Hoşçakal 2012, Hoşgeldin 2013...


    2012 yılı üzgün bakışlarıyla birlikte pılını pırtısını toplayıp yoluna koyulmasından buyana hemen hemen 23 saat geçmiş bulunuyor.



    Yeni bir yılda, 2013'ün bu ilk gününde ufacık da olsa içimden geçenleri sizlerle paylaşmak istedim. Öyle yada böyle koskoca 365 gün uçup gitti ömür takvimimizden... Her ne kadar herşeyin tam istediğimiz gibi gitmediği yada isteklerimizin umduğumuz gibi olmayıp gerçekleşmediği veya harika günlerin, mutlu dakikaların yoğunlukta olduğu bir yılı daha geride bıraktık ve mazidekilerin arasına, eskilerin hemencicik yanıbaşındaki yerini aldı.


   
    Geçip giden 365 güne şöyle bir göz gezdirdiğimizde, ne kadar üzücü olaylara şahit olduğumuzu, olmasını hiç ama hiç istemediğimiz olayları yaşadığımızı, çekilen onca sıkıntılı günün verdiği o can sıkıntılarını, dalıp dalıp gidilen ve çaresizlikle başbaşa kalındığında geçmek bilmeyen dakikaların saniyelerin eziyete davetiye çıkarttığı o günleri tekrar hatırlar gibisiniz öyle değil mi? Yada çılgınlığın zirvesinde koşturan sevgiyle dolu, neşeli güzel günlerin ortasında boğulurcasına koştuğunuz, sevinç gözyaşlarının minik damlalarını parmak uçlarınızla silmeye çalıştığınız, sevdiğiniz insanla bir arada olduğunuzda yerinde duramayan ve bir türlü hararetli hararetli atışlarından eksik kalmayan o güzel yüreğinizin yerinden çıkmaya uğraştığı o dakikaları unutmak kolay mı sizce? Elbetteki bu günleri unutmak hiç kolay değil, hele ki unutmayı hiç istemediğiniz o güzel anılar tekrar hatırlanması için aklınızın bir köşesinde elinizi uzatabildiğiniz kadar yakınınızda olması ne harika öyle değil mi?

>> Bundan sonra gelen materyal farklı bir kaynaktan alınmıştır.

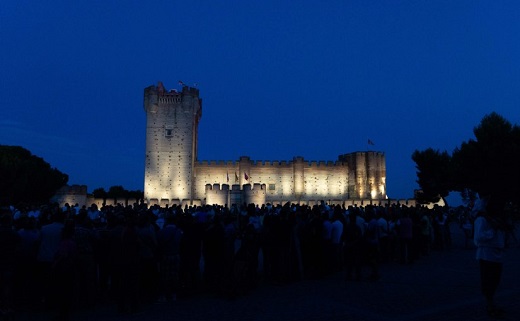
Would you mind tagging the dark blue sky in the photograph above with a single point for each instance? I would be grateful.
(278, 79)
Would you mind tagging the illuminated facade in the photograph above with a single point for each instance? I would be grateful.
(173, 174)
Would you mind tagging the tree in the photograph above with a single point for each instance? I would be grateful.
(489, 164)
(434, 173)
(27, 178)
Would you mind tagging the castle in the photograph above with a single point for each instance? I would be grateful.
(174, 175)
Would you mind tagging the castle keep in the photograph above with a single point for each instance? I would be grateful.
(174, 175)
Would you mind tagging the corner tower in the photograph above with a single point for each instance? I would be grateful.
(172, 120)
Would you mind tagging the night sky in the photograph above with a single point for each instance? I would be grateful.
(278, 79)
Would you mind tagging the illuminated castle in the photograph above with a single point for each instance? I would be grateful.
(174, 175)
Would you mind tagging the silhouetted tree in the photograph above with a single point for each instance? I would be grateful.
(487, 165)
(434, 173)
(27, 178)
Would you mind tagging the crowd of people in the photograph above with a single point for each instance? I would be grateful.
(64, 257)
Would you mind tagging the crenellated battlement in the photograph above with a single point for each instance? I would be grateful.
(174, 174)
(217, 187)
(216, 163)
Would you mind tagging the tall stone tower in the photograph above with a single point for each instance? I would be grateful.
(172, 120)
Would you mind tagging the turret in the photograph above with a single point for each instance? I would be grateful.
(172, 120)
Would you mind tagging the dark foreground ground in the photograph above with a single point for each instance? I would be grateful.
(442, 286)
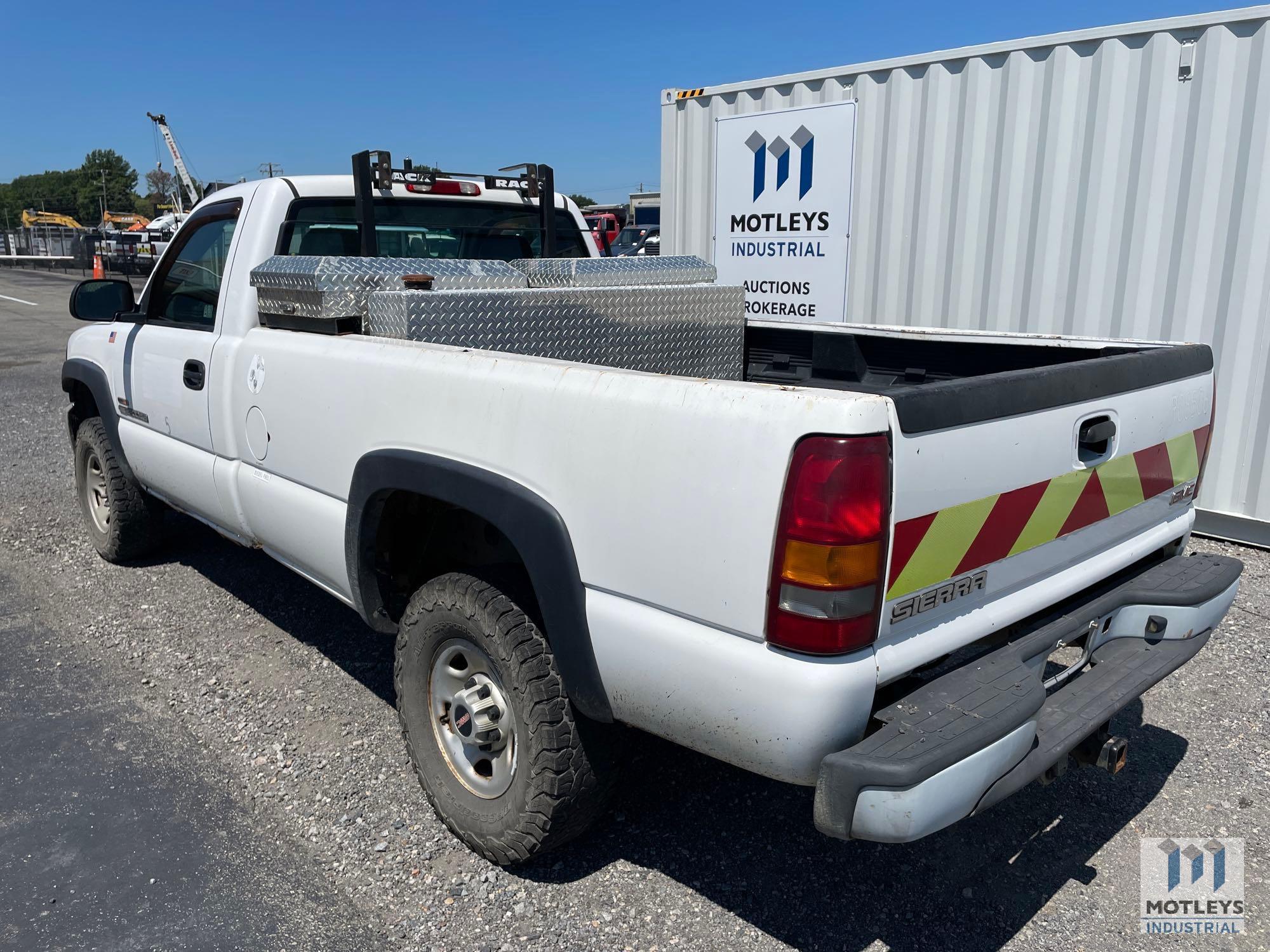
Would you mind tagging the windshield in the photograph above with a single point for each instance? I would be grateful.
(427, 229)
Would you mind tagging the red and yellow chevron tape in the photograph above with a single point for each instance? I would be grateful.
(942, 545)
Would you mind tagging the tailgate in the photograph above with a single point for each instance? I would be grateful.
(1009, 497)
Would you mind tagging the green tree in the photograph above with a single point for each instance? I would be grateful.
(105, 172)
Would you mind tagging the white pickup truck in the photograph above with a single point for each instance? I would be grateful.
(915, 571)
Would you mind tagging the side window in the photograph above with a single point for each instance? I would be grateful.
(190, 286)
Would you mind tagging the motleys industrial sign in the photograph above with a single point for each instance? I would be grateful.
(783, 209)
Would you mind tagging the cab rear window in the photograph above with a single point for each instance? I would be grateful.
(427, 229)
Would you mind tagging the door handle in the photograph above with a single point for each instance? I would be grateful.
(1095, 440)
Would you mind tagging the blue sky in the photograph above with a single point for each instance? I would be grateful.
(468, 87)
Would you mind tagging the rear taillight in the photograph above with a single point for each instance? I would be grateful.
(1208, 440)
(831, 546)
(445, 187)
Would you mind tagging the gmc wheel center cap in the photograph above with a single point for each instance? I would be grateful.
(463, 720)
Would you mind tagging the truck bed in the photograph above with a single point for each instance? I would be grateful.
(949, 379)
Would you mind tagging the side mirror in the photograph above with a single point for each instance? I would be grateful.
(97, 300)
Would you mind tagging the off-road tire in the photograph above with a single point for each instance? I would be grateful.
(566, 764)
(137, 519)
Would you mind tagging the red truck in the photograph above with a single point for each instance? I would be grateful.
(604, 225)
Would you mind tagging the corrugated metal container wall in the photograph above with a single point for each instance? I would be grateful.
(1066, 185)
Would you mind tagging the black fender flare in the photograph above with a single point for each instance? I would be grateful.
(530, 524)
(77, 370)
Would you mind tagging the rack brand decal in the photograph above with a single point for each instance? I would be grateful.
(783, 209)
(256, 375)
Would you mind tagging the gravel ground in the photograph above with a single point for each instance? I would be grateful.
(290, 700)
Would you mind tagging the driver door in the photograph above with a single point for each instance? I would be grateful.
(164, 422)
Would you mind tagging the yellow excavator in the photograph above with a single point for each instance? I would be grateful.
(126, 221)
(31, 218)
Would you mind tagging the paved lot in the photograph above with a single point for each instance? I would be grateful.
(218, 725)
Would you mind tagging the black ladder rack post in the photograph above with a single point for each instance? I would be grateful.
(547, 209)
(364, 197)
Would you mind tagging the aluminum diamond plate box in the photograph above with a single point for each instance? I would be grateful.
(606, 272)
(692, 331)
(335, 288)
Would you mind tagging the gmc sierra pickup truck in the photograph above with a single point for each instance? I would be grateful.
(914, 571)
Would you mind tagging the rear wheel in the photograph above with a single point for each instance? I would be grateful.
(506, 762)
(123, 520)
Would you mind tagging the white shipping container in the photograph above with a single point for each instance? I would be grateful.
(1109, 183)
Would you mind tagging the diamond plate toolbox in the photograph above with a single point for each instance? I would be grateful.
(608, 272)
(335, 288)
(692, 331)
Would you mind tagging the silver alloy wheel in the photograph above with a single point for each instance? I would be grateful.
(96, 494)
(471, 719)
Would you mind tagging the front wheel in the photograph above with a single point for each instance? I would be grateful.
(505, 760)
(124, 521)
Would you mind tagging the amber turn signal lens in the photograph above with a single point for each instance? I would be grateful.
(831, 567)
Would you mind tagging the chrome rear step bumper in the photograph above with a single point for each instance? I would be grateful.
(971, 738)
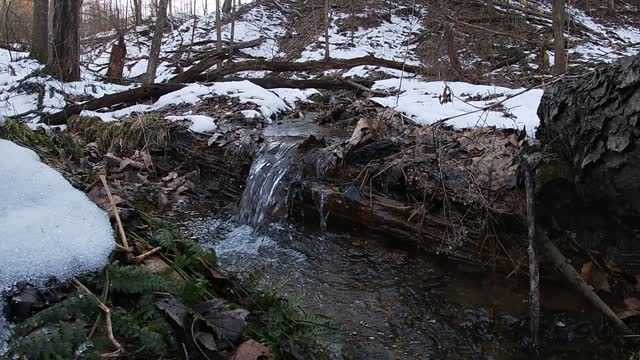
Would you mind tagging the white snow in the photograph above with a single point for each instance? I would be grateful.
(199, 123)
(420, 101)
(48, 228)
(291, 96)
(268, 102)
(384, 41)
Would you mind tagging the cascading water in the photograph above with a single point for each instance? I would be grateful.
(266, 194)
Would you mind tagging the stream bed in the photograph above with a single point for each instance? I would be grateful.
(388, 300)
(393, 303)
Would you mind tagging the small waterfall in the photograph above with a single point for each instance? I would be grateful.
(265, 198)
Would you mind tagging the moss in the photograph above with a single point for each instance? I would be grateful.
(554, 169)
(149, 131)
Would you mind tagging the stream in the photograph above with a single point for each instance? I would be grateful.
(389, 300)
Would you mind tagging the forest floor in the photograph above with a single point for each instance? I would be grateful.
(450, 97)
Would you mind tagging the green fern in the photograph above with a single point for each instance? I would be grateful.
(129, 279)
(55, 341)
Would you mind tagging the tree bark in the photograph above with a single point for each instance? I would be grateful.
(193, 72)
(233, 29)
(560, 63)
(490, 7)
(156, 43)
(218, 31)
(532, 250)
(117, 58)
(327, 24)
(137, 8)
(226, 6)
(129, 96)
(452, 52)
(40, 31)
(64, 62)
(156, 90)
(316, 65)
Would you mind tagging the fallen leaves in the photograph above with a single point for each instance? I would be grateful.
(594, 276)
(251, 350)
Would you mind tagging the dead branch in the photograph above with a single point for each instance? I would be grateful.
(123, 235)
(316, 65)
(107, 316)
(534, 267)
(576, 280)
(211, 60)
(129, 96)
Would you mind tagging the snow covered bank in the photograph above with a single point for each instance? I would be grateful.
(268, 102)
(47, 228)
(420, 100)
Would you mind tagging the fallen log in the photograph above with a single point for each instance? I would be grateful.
(576, 280)
(211, 60)
(156, 90)
(316, 65)
(129, 96)
(331, 84)
(590, 124)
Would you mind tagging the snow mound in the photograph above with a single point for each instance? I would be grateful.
(199, 123)
(267, 101)
(384, 41)
(47, 228)
(421, 101)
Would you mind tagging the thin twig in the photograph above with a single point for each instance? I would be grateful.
(107, 315)
(123, 236)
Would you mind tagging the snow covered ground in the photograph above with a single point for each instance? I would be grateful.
(22, 86)
(383, 41)
(420, 100)
(48, 228)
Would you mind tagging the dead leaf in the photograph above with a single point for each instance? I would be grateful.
(632, 303)
(132, 164)
(628, 313)
(250, 350)
(172, 175)
(594, 276)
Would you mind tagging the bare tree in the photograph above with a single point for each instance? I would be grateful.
(233, 29)
(218, 31)
(40, 31)
(117, 58)
(137, 11)
(560, 63)
(491, 7)
(226, 6)
(64, 59)
(327, 18)
(156, 43)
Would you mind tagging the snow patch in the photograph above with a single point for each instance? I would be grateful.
(48, 228)
(199, 123)
(420, 101)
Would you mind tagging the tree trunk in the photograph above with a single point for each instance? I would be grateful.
(560, 63)
(226, 7)
(137, 8)
(64, 62)
(490, 7)
(452, 52)
(156, 43)
(590, 126)
(218, 31)
(117, 58)
(327, 24)
(40, 30)
(233, 29)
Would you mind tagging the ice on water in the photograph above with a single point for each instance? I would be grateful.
(47, 227)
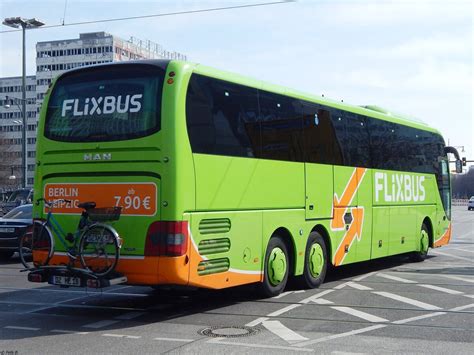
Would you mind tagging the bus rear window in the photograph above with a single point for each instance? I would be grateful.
(106, 103)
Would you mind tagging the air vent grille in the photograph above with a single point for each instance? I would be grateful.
(214, 266)
(214, 226)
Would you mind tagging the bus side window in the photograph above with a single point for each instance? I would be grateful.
(319, 139)
(281, 127)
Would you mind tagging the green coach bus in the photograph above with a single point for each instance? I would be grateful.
(225, 180)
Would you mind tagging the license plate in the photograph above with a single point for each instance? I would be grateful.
(66, 281)
(7, 230)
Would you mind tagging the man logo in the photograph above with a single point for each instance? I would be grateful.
(97, 156)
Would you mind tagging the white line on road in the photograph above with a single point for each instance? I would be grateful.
(322, 301)
(442, 289)
(358, 286)
(65, 331)
(122, 336)
(21, 328)
(283, 294)
(100, 324)
(342, 335)
(458, 278)
(258, 346)
(395, 278)
(360, 278)
(130, 315)
(283, 332)
(283, 310)
(462, 308)
(175, 339)
(412, 319)
(453, 256)
(360, 314)
(312, 298)
(256, 322)
(407, 300)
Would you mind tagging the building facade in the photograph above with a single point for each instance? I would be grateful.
(52, 59)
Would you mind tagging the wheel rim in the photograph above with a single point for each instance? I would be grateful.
(276, 266)
(316, 260)
(424, 242)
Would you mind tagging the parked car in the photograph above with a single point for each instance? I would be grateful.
(12, 227)
(17, 198)
(470, 204)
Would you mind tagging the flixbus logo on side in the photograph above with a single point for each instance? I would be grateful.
(393, 187)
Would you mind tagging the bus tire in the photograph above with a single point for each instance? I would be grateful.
(424, 239)
(315, 262)
(276, 267)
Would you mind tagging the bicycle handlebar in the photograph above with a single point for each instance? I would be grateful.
(50, 204)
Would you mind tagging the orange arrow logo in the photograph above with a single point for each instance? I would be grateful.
(350, 190)
(354, 230)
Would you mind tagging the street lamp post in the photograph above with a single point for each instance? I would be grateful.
(25, 24)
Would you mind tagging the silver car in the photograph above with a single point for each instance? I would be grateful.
(470, 204)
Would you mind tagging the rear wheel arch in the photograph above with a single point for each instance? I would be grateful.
(287, 238)
(429, 225)
(324, 233)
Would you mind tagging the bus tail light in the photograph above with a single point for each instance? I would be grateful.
(167, 238)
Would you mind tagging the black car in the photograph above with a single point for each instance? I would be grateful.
(12, 227)
(16, 198)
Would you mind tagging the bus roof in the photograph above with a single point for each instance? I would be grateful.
(366, 110)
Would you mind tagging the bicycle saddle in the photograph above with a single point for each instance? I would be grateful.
(87, 205)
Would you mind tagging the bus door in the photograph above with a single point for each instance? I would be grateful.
(319, 147)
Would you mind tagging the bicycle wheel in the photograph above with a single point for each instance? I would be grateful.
(36, 246)
(99, 249)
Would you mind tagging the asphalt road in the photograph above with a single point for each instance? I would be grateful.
(384, 306)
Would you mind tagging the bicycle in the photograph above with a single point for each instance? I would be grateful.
(96, 245)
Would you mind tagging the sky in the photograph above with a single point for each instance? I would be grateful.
(414, 57)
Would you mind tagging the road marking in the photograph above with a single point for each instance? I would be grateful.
(256, 322)
(283, 332)
(462, 308)
(407, 300)
(130, 315)
(283, 294)
(360, 278)
(412, 319)
(259, 346)
(395, 278)
(100, 324)
(458, 278)
(64, 331)
(452, 256)
(468, 251)
(442, 289)
(122, 336)
(322, 301)
(360, 314)
(358, 286)
(312, 298)
(175, 339)
(21, 328)
(283, 310)
(342, 335)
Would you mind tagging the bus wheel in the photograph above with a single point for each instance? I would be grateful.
(315, 262)
(275, 268)
(424, 245)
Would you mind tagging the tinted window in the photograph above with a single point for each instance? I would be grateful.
(281, 126)
(353, 137)
(320, 142)
(21, 212)
(222, 118)
(105, 104)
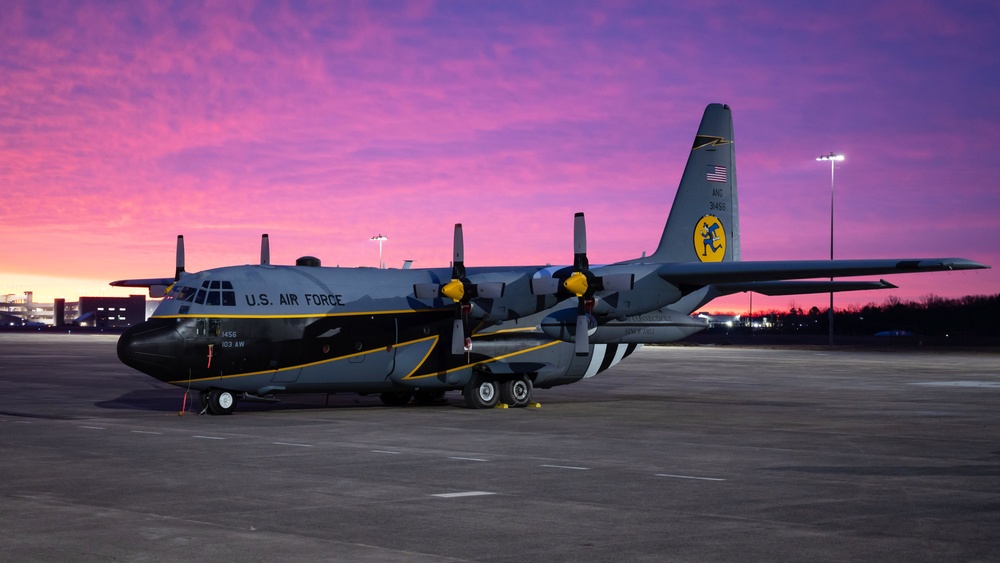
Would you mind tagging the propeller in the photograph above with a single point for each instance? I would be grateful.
(582, 283)
(460, 290)
(180, 258)
(265, 250)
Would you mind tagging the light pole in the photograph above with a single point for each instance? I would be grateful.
(380, 238)
(834, 159)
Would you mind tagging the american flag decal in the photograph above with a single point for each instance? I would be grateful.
(715, 173)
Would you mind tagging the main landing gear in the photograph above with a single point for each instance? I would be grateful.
(218, 401)
(484, 391)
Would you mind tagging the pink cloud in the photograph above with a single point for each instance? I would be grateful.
(124, 125)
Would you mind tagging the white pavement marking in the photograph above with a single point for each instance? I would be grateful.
(465, 494)
(689, 477)
(988, 384)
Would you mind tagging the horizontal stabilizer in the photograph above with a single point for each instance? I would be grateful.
(148, 282)
(718, 273)
(774, 288)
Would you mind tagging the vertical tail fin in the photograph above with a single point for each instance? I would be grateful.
(704, 223)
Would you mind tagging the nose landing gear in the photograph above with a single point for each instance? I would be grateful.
(218, 401)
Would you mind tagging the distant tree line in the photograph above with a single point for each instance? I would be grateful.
(974, 316)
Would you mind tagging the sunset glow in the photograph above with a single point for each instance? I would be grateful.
(124, 124)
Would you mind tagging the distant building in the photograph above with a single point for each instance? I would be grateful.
(98, 312)
(111, 312)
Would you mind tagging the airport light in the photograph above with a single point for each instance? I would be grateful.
(380, 238)
(834, 159)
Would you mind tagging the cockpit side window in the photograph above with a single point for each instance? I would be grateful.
(212, 293)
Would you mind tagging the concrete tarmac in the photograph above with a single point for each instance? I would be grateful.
(677, 454)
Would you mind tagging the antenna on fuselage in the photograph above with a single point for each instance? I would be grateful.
(265, 250)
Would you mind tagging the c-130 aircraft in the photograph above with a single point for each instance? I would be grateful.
(494, 333)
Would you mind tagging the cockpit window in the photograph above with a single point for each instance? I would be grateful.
(212, 292)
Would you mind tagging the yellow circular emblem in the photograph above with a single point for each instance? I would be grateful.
(710, 239)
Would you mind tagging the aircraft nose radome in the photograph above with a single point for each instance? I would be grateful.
(152, 347)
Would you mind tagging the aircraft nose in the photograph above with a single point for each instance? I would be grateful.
(152, 347)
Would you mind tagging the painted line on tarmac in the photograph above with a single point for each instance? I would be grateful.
(292, 444)
(689, 477)
(464, 494)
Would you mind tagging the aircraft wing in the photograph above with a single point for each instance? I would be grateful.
(157, 286)
(147, 282)
(720, 273)
(774, 288)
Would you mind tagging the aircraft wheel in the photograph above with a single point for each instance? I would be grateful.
(221, 401)
(482, 392)
(395, 398)
(516, 392)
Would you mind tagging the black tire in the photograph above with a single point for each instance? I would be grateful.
(221, 402)
(516, 392)
(395, 398)
(482, 392)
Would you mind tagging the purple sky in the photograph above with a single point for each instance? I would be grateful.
(123, 124)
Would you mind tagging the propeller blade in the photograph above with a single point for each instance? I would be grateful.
(180, 258)
(581, 337)
(458, 262)
(458, 337)
(579, 243)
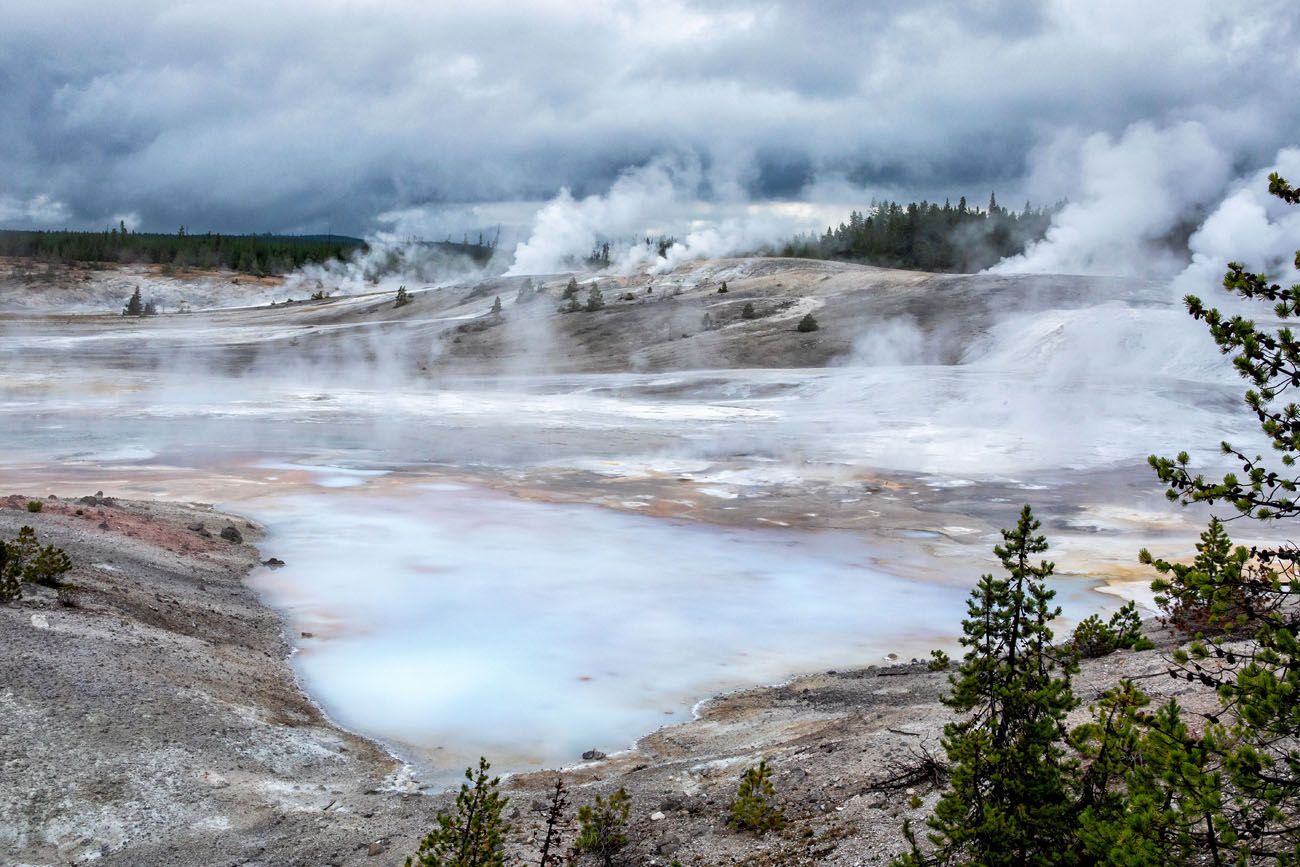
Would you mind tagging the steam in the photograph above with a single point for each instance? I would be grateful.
(1158, 202)
(661, 198)
(389, 261)
(1249, 226)
(1134, 194)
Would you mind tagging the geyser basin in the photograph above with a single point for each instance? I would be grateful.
(456, 623)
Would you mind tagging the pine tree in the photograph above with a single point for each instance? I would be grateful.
(754, 807)
(134, 306)
(475, 833)
(603, 827)
(1148, 794)
(1008, 802)
(550, 854)
(1257, 683)
(24, 559)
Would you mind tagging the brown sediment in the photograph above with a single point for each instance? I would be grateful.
(159, 722)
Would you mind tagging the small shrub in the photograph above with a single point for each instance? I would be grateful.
(603, 827)
(24, 559)
(134, 304)
(1093, 637)
(473, 835)
(754, 807)
(69, 595)
(1218, 592)
(554, 814)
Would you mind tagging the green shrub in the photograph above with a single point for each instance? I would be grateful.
(602, 827)
(1095, 637)
(754, 807)
(475, 833)
(24, 559)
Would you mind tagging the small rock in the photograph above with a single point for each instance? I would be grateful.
(668, 846)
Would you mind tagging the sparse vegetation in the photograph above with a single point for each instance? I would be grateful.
(134, 304)
(603, 827)
(258, 255)
(1096, 637)
(551, 841)
(1217, 592)
(928, 237)
(754, 807)
(473, 835)
(25, 559)
(1009, 797)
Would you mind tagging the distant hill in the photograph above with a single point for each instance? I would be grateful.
(250, 254)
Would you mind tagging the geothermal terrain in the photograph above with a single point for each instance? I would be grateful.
(537, 534)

    Ne hatırasız yaşanır, ne de hayalsiz... 

    Hayal kurup, olmak istediğimiz yerde olmak ve büyük bir özlemle elde etmeye çalıştığımız bir çok şeyi günün birinde elde ettiğimizde hissedilen o büyük hazzı kim yaşamak istemez ki.... Hatıralar, anılar, gerçekliğinden ve yaşanmışlığından asla ödün vermemiş o güzel anılar... Bizim hayatımızı, yaşadıklarımızın bir bütününü oluşturan o güzel anılar olmazsa nasıl yaşanılır ki? Geçmişimizi bilmediğimiz, evli olduğumuz insanı hatırlayamadığımız, çocukluğumuzu, anne - babamızı, kısacası tüm sevdiklerimizi hatırlayamadığımız, aklımızda oldukları yerde bulamadığımız anda, değer verdiğimiz her şey bir gün yok olsa ne yapardık o zaman hiç düşündünüz mü? Elbette kendimizi daha önce hiç olmadığı kadar kötü hissederdik. Özellikle hafızasını kaybetmiş insanlar maalesef bu durumdan fazlasıyla 
etkileniyor. Allah kimseyi o duruma düşürmesin. 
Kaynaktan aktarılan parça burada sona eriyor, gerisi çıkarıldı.